なにをビックリしてるんだろ、とひとみは男を見返した。
まるで、いきなり地面の上に引っぱり出されたモグラみたいな顔をして、男はひとみを見つめていた。もっとも、ひとみはモグラという動物を直接見たことはなかったが。
「どうかしたの?」
訊くと、男は何度も眼を瞬きながら小さく首を振った。
「いや……その、私は、日下部敏郎というのです」
え?
と、ひとみは訊き返した。
「なに?」
「ですから、その……私の名前は、日下部敏郎で――」
「…………」
ひとみは、男の顔をながめながら、眉を寄せた。いつの間にか電車が走りはじめていた。
「なに言ってんの?」
「いや……あまりに意外な偶然で、私も仰天してしまったのですが。あなたのお祖母さまの叔母さまが浜子という名前で?」
「うん……」
「そのおつれ合いが日下部敏郎だと――」
「おつれ合い……うん、まあ、そうだけど」
ふう、と男は息を吐き出した。
「いや、メンヨウなこともあるものです。私は日下部敏郎と申しまして、亡くした妻の名前が浜子。このようなことも、あるものでしょうか」
おもわず、ひとみは吹き出した。
「あるものでしょうかって、なによ、それ。バカみたいな冗談言わないでよ」
「冗談?」男は、慌てたように首を振った。「いえ、冗談などではありません。真実、私は日下部なのです」
「うそ……でしょ?」
「テンチシンメイに誓って、まことです」
ひとみは、じっと男を見つめた。
嘘を言っているようには見えなかった。
だけど、そんなことって……と、言いかけたとき、男が驚いたような視線をひとみの後ろへ向けた。
あ――。
よける間もなかった。
いつそこに立っていたのか、緑と赤のド派手なチェック模様のジャケットを着た男が、いきなりひとみの膝の上に倒れ込んできた。いや――ひとみの膝に腰を下ろしてきたのだ。
「なによ!」
ひとみは、ジャケットの男を押しのけようと手を突き出した。
「…………」
しかし、そのひとみの手は、男の身体には触れなかった。
なんと、ひとみの腕は、男の背中を通過し、何の抵抗もなくその向こう側へ突き出したのである。さらに、男は、ひとみの身体をすり抜けるようにしてシートに腰を下ろしてしまったのだ。一瞬、その男とひとみの身体が、シートの上で混じり合った――。
ひとみは、慌ててシートから立ち上がった。
それは、まるで男の身体の中からひとみが抜け出してきたような感じだった。
「…………」
「き、君! シッケイな!」
言いながら、日下部がシートから立ち、ジャケットの男につかみかかった。
「…………」
しかし、そこでも奇妙なことが起こった。ジャケットの肩をつかもうとした日下部の手が、男の身体の中を通過して空を切ったのである。
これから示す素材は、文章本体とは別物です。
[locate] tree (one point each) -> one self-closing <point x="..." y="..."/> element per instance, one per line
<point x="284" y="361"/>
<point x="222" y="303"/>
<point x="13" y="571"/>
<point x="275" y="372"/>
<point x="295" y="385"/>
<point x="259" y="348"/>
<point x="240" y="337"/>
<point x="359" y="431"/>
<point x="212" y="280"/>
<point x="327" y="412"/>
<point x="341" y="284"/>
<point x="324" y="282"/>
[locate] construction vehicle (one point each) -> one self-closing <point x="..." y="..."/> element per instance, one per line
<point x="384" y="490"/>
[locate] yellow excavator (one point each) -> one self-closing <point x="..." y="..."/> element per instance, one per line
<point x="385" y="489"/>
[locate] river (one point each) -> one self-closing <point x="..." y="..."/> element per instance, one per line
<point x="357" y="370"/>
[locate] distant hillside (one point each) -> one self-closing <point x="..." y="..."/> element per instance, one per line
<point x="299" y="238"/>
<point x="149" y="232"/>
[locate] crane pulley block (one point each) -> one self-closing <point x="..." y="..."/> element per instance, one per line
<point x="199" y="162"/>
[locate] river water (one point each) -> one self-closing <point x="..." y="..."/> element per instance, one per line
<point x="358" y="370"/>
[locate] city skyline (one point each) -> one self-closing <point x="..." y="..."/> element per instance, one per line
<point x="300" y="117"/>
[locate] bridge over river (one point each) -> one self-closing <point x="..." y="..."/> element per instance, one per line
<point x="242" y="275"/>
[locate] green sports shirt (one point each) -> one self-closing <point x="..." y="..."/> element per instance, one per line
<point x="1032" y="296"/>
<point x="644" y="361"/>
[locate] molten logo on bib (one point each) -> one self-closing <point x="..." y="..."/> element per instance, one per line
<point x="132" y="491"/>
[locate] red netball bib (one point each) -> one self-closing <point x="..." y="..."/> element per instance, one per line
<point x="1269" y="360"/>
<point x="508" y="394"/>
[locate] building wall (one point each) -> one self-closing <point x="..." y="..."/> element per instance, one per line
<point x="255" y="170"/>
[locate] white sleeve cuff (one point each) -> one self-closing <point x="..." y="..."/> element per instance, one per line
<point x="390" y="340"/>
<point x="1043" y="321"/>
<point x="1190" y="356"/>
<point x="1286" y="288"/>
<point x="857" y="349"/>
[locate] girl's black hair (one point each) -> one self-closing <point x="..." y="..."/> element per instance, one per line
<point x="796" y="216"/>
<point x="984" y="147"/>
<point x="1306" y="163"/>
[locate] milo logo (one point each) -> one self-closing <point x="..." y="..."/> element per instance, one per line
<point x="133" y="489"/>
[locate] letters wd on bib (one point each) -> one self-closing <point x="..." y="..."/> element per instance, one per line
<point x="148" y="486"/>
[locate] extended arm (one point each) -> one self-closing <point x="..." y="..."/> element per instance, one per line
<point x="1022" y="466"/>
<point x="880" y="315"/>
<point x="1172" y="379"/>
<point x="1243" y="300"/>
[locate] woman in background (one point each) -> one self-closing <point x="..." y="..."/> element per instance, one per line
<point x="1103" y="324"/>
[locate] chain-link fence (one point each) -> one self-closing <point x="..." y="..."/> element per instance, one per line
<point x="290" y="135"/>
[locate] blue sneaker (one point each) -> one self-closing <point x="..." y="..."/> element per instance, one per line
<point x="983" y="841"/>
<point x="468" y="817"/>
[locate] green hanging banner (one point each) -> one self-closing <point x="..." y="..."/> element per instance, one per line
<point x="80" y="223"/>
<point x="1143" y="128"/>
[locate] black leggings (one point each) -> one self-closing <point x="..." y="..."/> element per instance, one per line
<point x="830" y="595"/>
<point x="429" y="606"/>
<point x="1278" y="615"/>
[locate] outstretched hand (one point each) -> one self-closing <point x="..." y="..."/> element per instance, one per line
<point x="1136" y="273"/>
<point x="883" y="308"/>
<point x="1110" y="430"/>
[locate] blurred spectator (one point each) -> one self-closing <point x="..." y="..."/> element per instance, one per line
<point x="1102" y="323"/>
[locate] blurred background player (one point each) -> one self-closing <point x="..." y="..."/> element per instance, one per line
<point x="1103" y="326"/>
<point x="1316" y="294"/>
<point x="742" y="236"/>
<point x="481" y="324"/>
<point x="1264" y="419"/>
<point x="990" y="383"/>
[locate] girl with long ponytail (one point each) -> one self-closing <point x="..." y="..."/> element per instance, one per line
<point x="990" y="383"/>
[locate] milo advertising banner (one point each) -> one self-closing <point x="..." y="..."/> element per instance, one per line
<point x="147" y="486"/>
ひとみの目には、日下部の手が男の身体に吸い込まれたように見えた。
「まもなく上野、上野でございます。日比谷線、JR線、京成線はお乗り換えです。お忘れ物ないよう、ご注意を願います。なお、電車とホームの間、広くあいております。足下にお気をつけ下さい。上野でございます」
車内アナウンスが告げた。
日下部が自分の手を顔の前へかざすようにして眺めていた。その目を、ひとみのほうへ向けてきた。ひとみは、ぶるぶると首を振った。
「…………」
おそるおそる、ひとみは、前のシートに座っている母親と子供に目を向けた。母親は、自分の目の前に腰を下ろしたジャケットの男を見つめている。近づいても、母親はひとみには目を向けなかった。そこにひとみがいるのを、まるで気づいていないようにも思えた。
そっと、ひとみは、眠っている男の子の頭をなでてみようとした。
「うそ……」
ひとみの指先が、男の子の頭の中へ吸い込まれるように消えた。
指先に触れた感触は、なにもなかった――。